On évoque aussi de nouvelles villes, mais pour réaliser une vraie ville, il nous faut 40 à 50 ans. Maintenant, il y a une nouvelle politique dans le cadre du programme du président de la République avec à la barre la construction d’un million de logements. La faille réside dans le fait que les collectivités locales ne jouent pas le jeu. Elles ne travaillent pas de concert avec les hommes de terrain, ne les consultent pas. Nous savons qu’il y a 1.541 communes et chaque commune devrait procéder au recensement de son patrimoine immobilier existant, neuf ou vétuste, achevé ou inachevé. C’est la meilleure manière, à mon avis, au ministère de l’Habitat de définir les besoins des citoyens en termes de logements. C’est à partir de là aussi qu’on pourra dire que le logement est parfait et a été réalisé dans les règles de l’art.

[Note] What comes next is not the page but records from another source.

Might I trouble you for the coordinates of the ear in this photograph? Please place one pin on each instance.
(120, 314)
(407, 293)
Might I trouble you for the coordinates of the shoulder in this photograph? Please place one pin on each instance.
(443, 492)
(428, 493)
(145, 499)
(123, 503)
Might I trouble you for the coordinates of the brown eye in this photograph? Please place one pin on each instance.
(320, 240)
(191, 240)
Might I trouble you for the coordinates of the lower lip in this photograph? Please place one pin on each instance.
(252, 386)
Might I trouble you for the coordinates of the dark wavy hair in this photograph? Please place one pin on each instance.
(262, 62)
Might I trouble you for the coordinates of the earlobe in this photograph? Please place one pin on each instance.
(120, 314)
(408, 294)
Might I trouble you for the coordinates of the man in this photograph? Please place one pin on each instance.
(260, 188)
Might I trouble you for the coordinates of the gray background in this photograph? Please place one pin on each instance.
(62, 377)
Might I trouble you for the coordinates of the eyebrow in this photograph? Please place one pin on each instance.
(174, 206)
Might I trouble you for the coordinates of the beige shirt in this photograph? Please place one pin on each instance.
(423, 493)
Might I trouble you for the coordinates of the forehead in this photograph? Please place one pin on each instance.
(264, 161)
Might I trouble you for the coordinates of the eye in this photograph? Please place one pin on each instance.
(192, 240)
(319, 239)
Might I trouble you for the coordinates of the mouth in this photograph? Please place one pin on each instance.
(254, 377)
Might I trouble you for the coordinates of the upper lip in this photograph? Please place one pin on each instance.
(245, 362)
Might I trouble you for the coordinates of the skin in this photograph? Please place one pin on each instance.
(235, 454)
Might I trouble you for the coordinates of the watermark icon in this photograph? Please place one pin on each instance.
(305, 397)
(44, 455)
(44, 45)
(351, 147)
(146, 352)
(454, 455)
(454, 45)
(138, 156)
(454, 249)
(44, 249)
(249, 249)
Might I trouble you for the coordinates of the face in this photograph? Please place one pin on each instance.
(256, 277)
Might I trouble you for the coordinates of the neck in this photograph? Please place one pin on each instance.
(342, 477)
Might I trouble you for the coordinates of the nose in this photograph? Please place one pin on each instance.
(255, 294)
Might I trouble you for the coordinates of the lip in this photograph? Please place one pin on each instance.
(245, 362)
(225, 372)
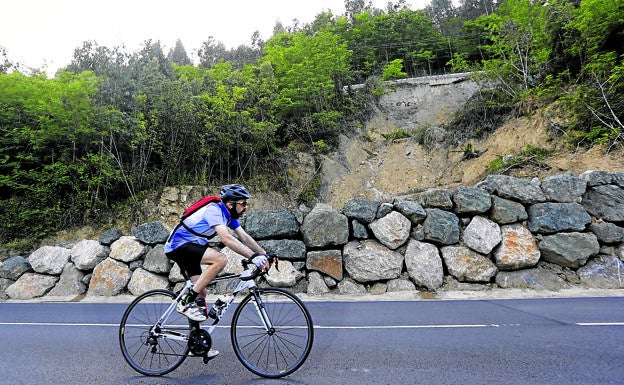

Autre recommandation qui attire l’attention, celle de l’implication de la société civile (les associations et les comités de quartiers) dans les actions à mener et l’ancrage de la culture citadine, notamment chez les enfants et les jeunes personnes, sont des impératifs pour la promotion des villes. Qu’en pensez-vous ?

Je ne pense rien, mais je me pose cette question. Nous sommes en 2018 et c’est maintenant que nous pensons à associer la société civile dans les actions à mener ? Il faut surtout penser à réaliser une cartographie des villes, leur taille et leurs besoins architecturaux. Une ville exige, pour sa construction, une étude précise élaborée en étroite collaboration entre experts, sociologues, politologues, architectes géologue, géomètre et ingénieurs. Tout ce monde se doit de s’unir pour réfléchir sur la meilleure manière à même de bâtir une ville digne de ce nom. Il faut également une étude qu’il faut présenter aux usagers et pourquoi pas la faire exposer à la population qui doit avoir, elle aussi, un avis. Malheureusement ce qui n’est pas le cas actuellement. Les études sont bâclées et  Les réalisations prennent beaucoup de temps.  

Quelles sont les prochaines activités du collège national des experts architectes ?

Nous préparons une rencontre avec l’ordre des experts des géomètres, qui va se tenir en mars, et ça sera aussi une occasion pour parler justement de la ville. Parce que comme j’ai dis, les activités se complètent, il y a le géologue, le géomètre et l’architecte qui sont appelés à travailler en étroite collaboration.